| L'Istituto di Studi "Luigi Luzzatti" ha per scopo la promozione, l'incentivazione e lo svolgimento di studi e ricerche di carattere storico, economico, sociale e giuridico sul lavoro e sulla cooperazione (dall'Art. 1 del nuovo statuto approvato il 16 novembre 1989) |
L’Istituto Italiano di Studi cooperativi "Luigi Luzzatti" è un luogo di ricerche e di dibattito, posto al servizio della cultura cooperativa e le sue iniziative sono finalizzate a promuovere i principi e i valori della mutualità, ad approfondire lo studio dell’imprenditorialità cooperativa e a diffonderne la conoscenza.
Tra i compiti istituzionali, perseguiti da più di ottanta anni in stretta collaborazione con i Ministeri competenti e con le Associazioni di rappresentanza del movimento cooperativo, rientrano:
promuovere iniziative di studi scientifici sul lavoro e sulla cooperazione sia direttamente e sia per conto di altri Enti;
intrattenere rapporti organici, anche attraverso lo scambio di esperienze, con istituti esteri
organizzare convegni, dibattiti e manifestazioni ad ogni livello nelle materie del lavoro e della cooperazione
patrocinare la pubblicazione di studi, ricerche e documentazioni
bandire premi per studi sul lavoro e sulla cooperazione nonché organizzare viaggi di studio all'estero di studiosi e di esperti
curare la diffusione dei principi cooperativi attraverso:
- l'organizzazione, diretta o indiretta, di corsi per cooperatori (fungendo da strumento di attuazione delle iniziative assegnate al Ministero del Lavoro e della Previdenza Sociale ai sensi dell'art. 29/bis, 1° comma, lettera b), decreto legislativo del Capo provvisorio dello Stato del 14 dicembre 1947, n. 1577 e successive modificazioni)

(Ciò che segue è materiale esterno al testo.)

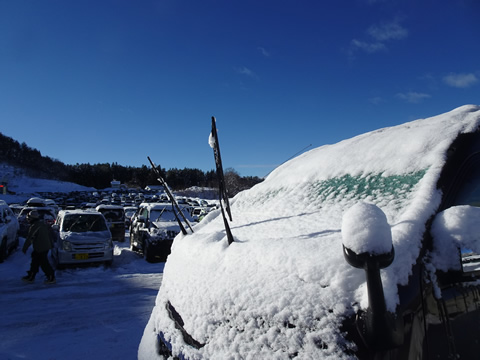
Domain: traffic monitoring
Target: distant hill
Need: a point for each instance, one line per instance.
(99, 176)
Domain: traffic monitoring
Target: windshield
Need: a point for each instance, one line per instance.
(84, 223)
(113, 215)
(162, 215)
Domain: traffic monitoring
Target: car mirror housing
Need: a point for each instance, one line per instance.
(367, 245)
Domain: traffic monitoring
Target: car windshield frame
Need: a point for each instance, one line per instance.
(83, 223)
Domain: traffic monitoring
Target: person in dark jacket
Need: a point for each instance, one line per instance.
(39, 237)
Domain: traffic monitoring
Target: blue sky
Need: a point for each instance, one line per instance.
(98, 81)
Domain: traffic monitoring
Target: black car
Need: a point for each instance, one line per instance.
(153, 228)
(365, 249)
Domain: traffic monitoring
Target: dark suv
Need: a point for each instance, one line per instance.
(153, 229)
(365, 249)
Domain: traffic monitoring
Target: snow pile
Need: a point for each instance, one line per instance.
(283, 288)
(365, 229)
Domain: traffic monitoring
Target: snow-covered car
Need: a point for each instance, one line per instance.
(129, 212)
(153, 229)
(46, 213)
(8, 231)
(81, 236)
(348, 251)
(115, 215)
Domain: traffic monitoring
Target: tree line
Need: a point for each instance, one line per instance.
(100, 176)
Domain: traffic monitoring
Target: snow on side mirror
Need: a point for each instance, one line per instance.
(365, 230)
(367, 244)
(456, 232)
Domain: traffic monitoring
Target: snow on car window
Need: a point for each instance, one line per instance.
(83, 223)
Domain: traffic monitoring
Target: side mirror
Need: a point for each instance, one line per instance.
(367, 244)
(456, 230)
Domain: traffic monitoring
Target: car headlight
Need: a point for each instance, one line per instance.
(66, 246)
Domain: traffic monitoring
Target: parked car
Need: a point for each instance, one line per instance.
(46, 213)
(153, 229)
(115, 215)
(81, 236)
(349, 251)
(129, 212)
(8, 231)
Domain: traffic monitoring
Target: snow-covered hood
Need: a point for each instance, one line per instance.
(283, 287)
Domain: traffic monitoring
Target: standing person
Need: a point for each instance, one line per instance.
(39, 237)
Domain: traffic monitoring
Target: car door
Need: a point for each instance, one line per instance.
(453, 312)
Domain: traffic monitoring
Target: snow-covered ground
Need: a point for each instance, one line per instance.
(91, 313)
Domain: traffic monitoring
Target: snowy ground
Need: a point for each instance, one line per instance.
(91, 313)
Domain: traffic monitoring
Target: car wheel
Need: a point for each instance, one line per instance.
(147, 253)
(15, 243)
(3, 250)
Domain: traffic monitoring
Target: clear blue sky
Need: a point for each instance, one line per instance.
(95, 81)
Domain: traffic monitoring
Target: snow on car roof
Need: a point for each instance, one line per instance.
(286, 265)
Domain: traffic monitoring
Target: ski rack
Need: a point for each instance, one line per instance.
(172, 199)
(222, 190)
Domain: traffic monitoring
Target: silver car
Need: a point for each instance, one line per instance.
(8, 231)
(82, 236)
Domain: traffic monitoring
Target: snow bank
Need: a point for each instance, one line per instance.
(283, 287)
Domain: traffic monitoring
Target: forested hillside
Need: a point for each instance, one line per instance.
(100, 175)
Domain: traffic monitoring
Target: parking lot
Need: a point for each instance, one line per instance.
(93, 312)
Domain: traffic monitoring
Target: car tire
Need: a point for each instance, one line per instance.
(147, 253)
(132, 247)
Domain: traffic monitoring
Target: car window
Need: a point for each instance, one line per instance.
(162, 215)
(113, 215)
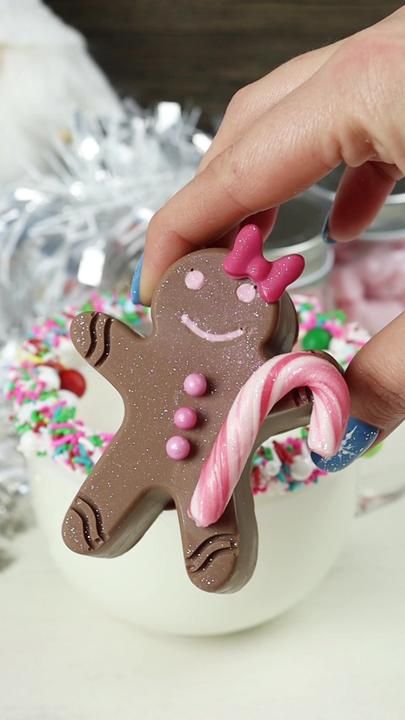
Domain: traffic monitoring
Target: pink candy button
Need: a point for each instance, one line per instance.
(195, 384)
(178, 448)
(185, 418)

- iniziative intese a diffondere la conoscenza delle dottrine e dei metodi della cooperazione promuovendo intese con i competenti Ministeri per l'istituzione di apposti insegnamenti negli Istituti di istruzione media e superiore, nonché presso l'Università, anche mediante corsi direttamente organizzati dall'Istituto e destinati al personale insegnante di ogni ordine e grado;
- percorsi di lettura, notizie e documenti pubblicati sul proprio sito web;
pubblicare la "Rivista della Cooperazione";
formare una Biblioteca specializzata di libri e riviste italiane e straniere.